Involving London

Basics of PPI in Research

The following basic principles can help to develop good quality PPI and encourage a strong partnership between researchers and patient/ public representatives. More guidance on PPI can be found in our Guidance and Documents Section.

The role of the patient/ public representative, the time commitment and the tasks that you will be expected to undertake should be explained to you from the start, possibly as a role description or with an informal conversation. There may also be certain aspects of the study that you cannot get involved with and these should also be explained to you. This allows you to make an informed decision about whether you want to get involved or not.

You should feel supported in your role. This can be in the form of training, a key staff contact person to discuss issues with, other patient/ public representatives to talk to or a mentor. Sometimes you may have to tell the research team what kind of support you need, don’t be afraid to ask.

You may or may not be offered payment for your time.

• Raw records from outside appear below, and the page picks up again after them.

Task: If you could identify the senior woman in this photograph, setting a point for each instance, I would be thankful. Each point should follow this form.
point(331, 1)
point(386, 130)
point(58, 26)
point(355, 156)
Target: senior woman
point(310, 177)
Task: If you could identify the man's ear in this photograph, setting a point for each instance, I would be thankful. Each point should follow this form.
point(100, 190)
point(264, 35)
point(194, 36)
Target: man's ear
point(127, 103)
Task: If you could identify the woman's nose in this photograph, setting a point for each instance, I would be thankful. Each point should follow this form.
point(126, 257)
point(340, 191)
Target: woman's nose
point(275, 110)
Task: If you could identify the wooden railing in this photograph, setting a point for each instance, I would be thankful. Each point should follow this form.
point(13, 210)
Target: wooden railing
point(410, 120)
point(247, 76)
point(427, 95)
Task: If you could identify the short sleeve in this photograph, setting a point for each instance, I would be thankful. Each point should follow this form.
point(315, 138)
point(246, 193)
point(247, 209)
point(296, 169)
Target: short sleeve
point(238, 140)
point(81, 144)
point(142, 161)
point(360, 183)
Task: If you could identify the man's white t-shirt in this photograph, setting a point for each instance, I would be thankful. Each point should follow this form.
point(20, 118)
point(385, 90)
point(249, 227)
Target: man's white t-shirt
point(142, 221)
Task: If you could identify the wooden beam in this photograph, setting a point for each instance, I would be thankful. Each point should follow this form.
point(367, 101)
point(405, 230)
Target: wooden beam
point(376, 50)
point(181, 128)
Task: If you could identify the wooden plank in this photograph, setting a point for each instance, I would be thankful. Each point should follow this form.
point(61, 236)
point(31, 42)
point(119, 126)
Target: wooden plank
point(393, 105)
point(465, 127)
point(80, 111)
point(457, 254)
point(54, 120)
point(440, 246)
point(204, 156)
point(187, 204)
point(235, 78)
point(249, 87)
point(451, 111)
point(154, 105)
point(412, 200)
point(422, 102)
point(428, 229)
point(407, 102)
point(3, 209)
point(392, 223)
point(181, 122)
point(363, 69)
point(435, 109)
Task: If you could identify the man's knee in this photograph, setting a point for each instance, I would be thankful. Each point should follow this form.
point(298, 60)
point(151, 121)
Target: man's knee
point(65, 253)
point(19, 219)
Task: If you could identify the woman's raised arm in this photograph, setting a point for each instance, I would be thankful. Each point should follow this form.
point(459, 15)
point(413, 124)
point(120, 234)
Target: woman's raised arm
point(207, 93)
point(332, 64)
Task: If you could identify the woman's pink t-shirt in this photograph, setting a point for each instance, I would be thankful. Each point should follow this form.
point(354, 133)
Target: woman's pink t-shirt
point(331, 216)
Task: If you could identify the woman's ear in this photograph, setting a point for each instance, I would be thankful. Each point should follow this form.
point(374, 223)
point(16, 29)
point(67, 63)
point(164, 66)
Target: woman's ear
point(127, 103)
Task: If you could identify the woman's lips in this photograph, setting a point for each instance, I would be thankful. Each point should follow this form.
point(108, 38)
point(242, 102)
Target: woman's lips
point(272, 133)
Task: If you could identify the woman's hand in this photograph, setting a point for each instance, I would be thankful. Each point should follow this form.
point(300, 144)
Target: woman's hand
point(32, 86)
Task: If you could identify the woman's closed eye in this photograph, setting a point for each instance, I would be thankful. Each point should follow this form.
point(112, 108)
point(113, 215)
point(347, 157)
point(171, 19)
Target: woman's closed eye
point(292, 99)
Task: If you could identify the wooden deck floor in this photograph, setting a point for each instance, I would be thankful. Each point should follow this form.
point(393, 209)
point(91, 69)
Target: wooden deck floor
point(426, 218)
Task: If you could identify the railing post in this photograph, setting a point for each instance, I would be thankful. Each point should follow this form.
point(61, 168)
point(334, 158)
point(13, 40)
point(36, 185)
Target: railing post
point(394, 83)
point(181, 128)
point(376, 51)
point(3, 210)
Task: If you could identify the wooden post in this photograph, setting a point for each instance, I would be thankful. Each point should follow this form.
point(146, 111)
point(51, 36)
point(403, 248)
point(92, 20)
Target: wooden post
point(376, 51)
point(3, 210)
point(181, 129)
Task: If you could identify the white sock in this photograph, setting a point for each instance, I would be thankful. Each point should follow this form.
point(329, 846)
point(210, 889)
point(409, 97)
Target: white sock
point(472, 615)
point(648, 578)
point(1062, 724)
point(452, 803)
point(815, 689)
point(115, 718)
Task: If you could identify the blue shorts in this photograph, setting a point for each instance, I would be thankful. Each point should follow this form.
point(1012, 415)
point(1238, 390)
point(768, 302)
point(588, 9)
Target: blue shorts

Different organisations have different policies so you may need to ask before you get involved. Most organisations will offer reimbursement for the following: travel, childcare and any out-of-pocket expenses such as telephone calls.

You should be asked for your comments and feedback during and after your involvement. This allows the researchers to make improvements to the way they involve people, and also allows you to raise any issues. You may also want to ask the research team for feedback on your role for your personal development.

All patient and public involvement should be acknowledged as part of a research study. This may be informally, such as saying thank you, or formally (depending on the level of input) by including your name on published research papers.